Parta believes there is ample empirical evidence to support the view that Western radio broadcasts played a significant role in helping to develop an informed Soviet public and preparing them to go beyond Marxism-Leninism. "Western broadcasters did not have a blueprint for the democratic development of the Soviet Union, but, by keeping hope of change alive, and by maintaining a dialogue with those elements of the population that were working for, or at least open to change, they made an essential contribution to the eventual transformation of the USSR," Parta said.

Publication of Discovering the Hidden Listener: An Assessment of Radio Liberty and Western Broadcasting to the USSR during the Cold War is a project of the Annenberg Foundation Trust at Sunnylands in partnership with the Hoover Institution.

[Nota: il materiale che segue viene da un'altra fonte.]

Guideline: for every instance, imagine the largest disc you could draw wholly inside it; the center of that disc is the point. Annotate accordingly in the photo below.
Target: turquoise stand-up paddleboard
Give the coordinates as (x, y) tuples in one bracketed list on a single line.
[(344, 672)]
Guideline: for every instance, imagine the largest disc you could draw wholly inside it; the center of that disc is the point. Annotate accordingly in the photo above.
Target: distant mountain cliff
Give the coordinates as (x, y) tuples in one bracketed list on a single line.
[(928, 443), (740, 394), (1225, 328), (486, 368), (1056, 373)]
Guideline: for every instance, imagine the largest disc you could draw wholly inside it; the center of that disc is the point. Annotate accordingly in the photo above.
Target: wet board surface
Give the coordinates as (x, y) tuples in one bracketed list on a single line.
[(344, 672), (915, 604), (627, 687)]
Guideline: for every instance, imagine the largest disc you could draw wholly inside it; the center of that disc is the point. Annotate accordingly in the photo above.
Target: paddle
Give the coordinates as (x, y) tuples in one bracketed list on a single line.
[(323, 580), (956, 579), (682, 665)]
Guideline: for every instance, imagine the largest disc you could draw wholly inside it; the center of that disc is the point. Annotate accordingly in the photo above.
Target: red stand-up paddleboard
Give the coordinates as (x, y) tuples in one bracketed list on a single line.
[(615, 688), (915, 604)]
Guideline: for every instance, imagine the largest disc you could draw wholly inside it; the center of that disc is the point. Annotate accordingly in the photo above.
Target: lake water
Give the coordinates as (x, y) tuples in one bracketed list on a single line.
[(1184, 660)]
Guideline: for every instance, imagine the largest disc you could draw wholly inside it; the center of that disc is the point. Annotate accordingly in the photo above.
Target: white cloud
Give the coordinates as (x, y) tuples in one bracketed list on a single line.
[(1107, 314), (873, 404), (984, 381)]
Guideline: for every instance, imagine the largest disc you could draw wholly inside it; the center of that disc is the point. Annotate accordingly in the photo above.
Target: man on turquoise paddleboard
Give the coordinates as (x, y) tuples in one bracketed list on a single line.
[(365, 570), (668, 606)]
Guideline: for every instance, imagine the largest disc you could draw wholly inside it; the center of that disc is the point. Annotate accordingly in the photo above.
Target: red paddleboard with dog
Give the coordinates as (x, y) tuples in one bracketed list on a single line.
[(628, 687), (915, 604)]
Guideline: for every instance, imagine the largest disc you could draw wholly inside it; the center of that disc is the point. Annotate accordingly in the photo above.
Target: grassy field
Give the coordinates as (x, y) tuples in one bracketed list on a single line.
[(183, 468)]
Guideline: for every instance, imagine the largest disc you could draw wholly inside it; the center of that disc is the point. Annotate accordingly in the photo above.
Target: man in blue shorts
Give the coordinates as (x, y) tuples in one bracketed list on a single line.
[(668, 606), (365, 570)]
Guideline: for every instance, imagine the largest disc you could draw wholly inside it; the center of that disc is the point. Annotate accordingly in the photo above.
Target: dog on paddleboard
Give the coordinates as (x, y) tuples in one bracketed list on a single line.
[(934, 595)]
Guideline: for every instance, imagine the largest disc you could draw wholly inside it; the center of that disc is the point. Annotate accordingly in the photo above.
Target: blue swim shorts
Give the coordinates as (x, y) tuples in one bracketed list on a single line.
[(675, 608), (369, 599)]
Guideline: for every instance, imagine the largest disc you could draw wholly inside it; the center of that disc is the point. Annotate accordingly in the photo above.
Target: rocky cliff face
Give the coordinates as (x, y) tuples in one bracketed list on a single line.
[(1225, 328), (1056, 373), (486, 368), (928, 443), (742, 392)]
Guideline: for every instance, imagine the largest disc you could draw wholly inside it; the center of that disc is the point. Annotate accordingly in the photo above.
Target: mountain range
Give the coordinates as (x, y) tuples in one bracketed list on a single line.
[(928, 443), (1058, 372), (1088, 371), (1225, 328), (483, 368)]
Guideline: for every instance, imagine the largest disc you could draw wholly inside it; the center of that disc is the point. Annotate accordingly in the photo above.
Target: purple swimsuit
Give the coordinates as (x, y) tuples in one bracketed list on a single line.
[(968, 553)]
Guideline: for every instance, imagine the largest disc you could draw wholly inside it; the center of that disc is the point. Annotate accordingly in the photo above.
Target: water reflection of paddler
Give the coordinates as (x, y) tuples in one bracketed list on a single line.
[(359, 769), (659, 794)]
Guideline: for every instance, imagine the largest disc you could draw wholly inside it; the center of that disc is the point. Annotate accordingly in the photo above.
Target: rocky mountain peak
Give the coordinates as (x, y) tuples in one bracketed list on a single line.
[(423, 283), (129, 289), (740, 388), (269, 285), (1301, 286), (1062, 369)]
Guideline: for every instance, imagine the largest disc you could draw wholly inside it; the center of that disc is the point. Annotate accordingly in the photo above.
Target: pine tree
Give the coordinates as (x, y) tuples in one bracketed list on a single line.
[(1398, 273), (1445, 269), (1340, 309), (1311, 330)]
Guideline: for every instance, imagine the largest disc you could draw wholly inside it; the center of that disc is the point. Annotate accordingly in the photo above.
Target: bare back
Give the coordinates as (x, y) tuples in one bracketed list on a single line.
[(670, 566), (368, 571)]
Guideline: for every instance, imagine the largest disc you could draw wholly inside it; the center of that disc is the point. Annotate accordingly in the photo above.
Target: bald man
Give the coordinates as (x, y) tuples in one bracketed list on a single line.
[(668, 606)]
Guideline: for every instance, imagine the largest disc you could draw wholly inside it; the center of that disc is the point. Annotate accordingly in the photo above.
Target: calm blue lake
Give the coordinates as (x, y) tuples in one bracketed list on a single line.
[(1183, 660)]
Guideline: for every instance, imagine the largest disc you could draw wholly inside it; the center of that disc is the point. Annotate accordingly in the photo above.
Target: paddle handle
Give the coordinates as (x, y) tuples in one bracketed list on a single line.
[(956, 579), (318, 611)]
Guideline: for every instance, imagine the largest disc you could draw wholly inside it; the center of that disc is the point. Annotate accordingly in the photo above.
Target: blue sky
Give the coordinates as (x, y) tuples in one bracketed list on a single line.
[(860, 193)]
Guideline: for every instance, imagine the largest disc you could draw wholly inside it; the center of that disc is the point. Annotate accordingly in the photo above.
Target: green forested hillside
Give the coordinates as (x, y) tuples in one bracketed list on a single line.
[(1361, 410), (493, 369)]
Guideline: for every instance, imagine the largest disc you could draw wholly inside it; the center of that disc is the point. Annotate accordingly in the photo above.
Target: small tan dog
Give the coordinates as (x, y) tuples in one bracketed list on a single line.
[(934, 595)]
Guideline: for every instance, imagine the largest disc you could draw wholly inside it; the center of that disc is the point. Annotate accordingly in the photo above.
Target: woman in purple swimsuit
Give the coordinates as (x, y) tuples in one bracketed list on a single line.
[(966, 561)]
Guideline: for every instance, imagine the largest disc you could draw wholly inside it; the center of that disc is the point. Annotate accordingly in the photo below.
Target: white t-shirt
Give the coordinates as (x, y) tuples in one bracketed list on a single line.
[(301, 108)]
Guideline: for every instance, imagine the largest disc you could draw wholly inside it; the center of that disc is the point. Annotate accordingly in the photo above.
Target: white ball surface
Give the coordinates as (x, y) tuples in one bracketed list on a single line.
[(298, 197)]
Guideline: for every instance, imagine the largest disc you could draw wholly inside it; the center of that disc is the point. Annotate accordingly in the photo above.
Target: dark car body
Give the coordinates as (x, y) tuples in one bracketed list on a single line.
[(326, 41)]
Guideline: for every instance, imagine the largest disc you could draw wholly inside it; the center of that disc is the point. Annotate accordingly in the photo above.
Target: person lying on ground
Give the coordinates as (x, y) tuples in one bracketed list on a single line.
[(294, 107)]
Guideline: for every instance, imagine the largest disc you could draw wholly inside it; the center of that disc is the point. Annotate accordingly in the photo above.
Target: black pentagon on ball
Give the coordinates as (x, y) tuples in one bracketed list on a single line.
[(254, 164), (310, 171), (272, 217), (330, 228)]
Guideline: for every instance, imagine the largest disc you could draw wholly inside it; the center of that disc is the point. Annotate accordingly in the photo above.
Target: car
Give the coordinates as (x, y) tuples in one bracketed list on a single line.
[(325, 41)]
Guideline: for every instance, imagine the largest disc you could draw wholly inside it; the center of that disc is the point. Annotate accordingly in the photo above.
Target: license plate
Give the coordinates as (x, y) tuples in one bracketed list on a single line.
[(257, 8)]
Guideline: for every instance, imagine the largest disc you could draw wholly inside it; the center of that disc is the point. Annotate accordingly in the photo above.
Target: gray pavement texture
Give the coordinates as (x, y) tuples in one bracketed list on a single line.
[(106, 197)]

Discovering the Hidden Listener: An Assessment of Radio Liberty and Western Broadcasting to the USSR during the Cold War,
by R. Eugene Parta
ISBN: 978-0-8179-4732-3 $15.00 116 Pages October 2007


2 commenti:

Fabrizio ha detto...

Grazie per questa segnalazione! È molto interessante, sono "costretto" a metterla nel mio blog.

Ciao

Andrea Lawendel ha detto...

Figurati, la licenza Creative Commons serve per quello. E' un piacere. Visto che hai omesso il link mi permetto di riportarlo io. Il blog di Fabrizio Technosoc, merita una visita.